This tutorial will teach you how to periodically import French cities from an external HTTP API into Ibexa Content with Dataflow and eZ Dataflow.
To follow this tutorial, you just need to use the latest version of Ibexa Content 3.3. You can follow this guide to install a new instance on your computer.
To install the bundles, use composer
$ composer require code-rhapsodie/dataflow-bundle code-rhapsodie/ezdataflow-bundle ^v3.0
If it is not done yet, add those two lines in the app/config/bundles.php file:
CodeRhapsodie\DataflowBundle\CodeRhapsodieDataflowBundle::class => ['all' => true],
CodeRhapsodie\EzDataflowBundle\CodeRhapsodieEzDataflowBundle::class => ['all' => true],
And import the routing:
_cr.dataflow:
resource: '@CodeRhapsodieEzDataflowBundle/Resources/config/routing.yaml'
In your Ibexa Content admin UI, add a new content type with these parameters:
The reader must return an iterable. In this tutorial, we use a generator.
The reader calls the french government API to download in JSON format the cities list. After JSON decoding, the reader yields each object representing a French city.
Make a new folder Service in src/ and add a new PHP class named GeoClient .
<?php
namespace App\Service;
use Symfony\Contracts\HttpClient\HttpClientInterface;
class GeoClient
{
private $client;
public function __construct(HttpClientInterface $client)
{
$this->client = $client;
}
public function read($url): iterable
{
$response = $this->client->request('GET', $url);
$result = json_decode($response->getContent(), true);
if (false === $result) {
return [];
}
foreach ($result as $row) {
yield $row;
}
}
}
Now you need to configure the service like this:
services:
# [...]
App\Service\GeoClient:
arguments:
- '@Symfony\Contracts\HttpClient\HttpClientInterface'
This tutorial assumes auto-wiring is enabled for all your services.
Now, it's time to write the DataflowType class. Add a new folder named DataflowType in the folder src/ and add a new class named FrenchCitiesDataflow
The Dataflow bundle provides an abstract class CodeRhapsodie\DataflowBundle\DataflowType\AbstractDataflowType to help you to write your dataflow type.
So, your class like this:
<?php
namespace App\DataflowType;
use CodeRhapsodie\DataflowBundle\DataflowType\AbstractDataflowType;
use CodeRhapsodie\DataflowBundle\DataflowType\DataflowBuilder;
class FrenchCitiesDataflow extends AbstractDataflowType
{
protected function buildDataflow(DataflowBuilder $builder, array $options): void
{
}
public function getLabel(): string
{
return "French cities";
}
}
The getLabel function returns the Dataflow name to be displayed in the Ibexa Content admin UI.

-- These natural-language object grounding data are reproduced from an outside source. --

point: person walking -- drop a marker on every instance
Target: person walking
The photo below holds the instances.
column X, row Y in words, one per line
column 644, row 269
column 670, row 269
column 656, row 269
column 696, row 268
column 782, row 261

To define the reader into the dataflow builder, you need to inject it as a dependency in this class constructor.
Now, your class looks like this:
<?php
namespace App\DataflowType;
use App\Service\GeoClient;
use CodeRhapsodie\DataflowBundle\DataflowType\AbstractDataflowType;
use CodeRhapsodie\DataflowBundle\DataflowType\DataflowBuilder;
class FrenchCitiesDataflow extends AbstractDataflowType
{
/**
* @var GeoClient
*/
private $geoClient;
public function __construct(
GeoClient $geoClient
) {
$this->geoClient = $geoClient;
}
protected function buildDataflow(DataflowBuilder $builder, array $options): void
{
$builder->setReader($this->geoClient->read($options['url']));
}
}
A step is a callable who has one and only one responsibility. For this tutorial, I need two steps:
This code shows that filter as an anonymous function:
// [...]
protected function buildDataflow(DataflowBuilder $builder, array $options): void
{
$builder->setReader($this->geoClient->read($options['url']))
// This step is a filter
->addStep(function ($data) {
if (empty($data['codesPostaux']) || empty($data['population'])) {
//reject data
return false;
}
return $data;
});
}
// [...]
This code is an anonymous function prepating data and calling the ContentStuctureFactory provided by eZ Dataflow bundle:
//[...]
protected function buildDataflow(DataflowBuilder $builder, array $options): void
{
$builder->setReader($this->geoClient->read($options['url']))
// This step is a filter
->addStep(function ($data) {
if (empty($data['codesPostaux']) || empty($data['population'])) {
//reject data
return false;
}
return $data;
})
// This step transform the data in content structure
->addStep(function ($data) use ($options) {
$remoteId = sprintf('french-city-%d', $data['code']);
unset($data['code']);
$data['codesPostaux'] = implode(',', $data['codesPostaux']);
return $this->contentStructureFactory->transform(
$data,
$remoteId,
$options['language'],
$options['content_type'],
$options['parent_location_id']
);
});
}
//[...]
In your dataflow, you can define more than one writer. All writers must implement this interface CodeRhapsodie\DataflowBundle\DataflowType\Writer
WriterInterface
.
eZ Dataflow bundle provides a generic writer CodeRhapsodie\EzDataflowBundle\Writer\ContentWriter to save content structures as Ibexa contents. This writer is available as a service.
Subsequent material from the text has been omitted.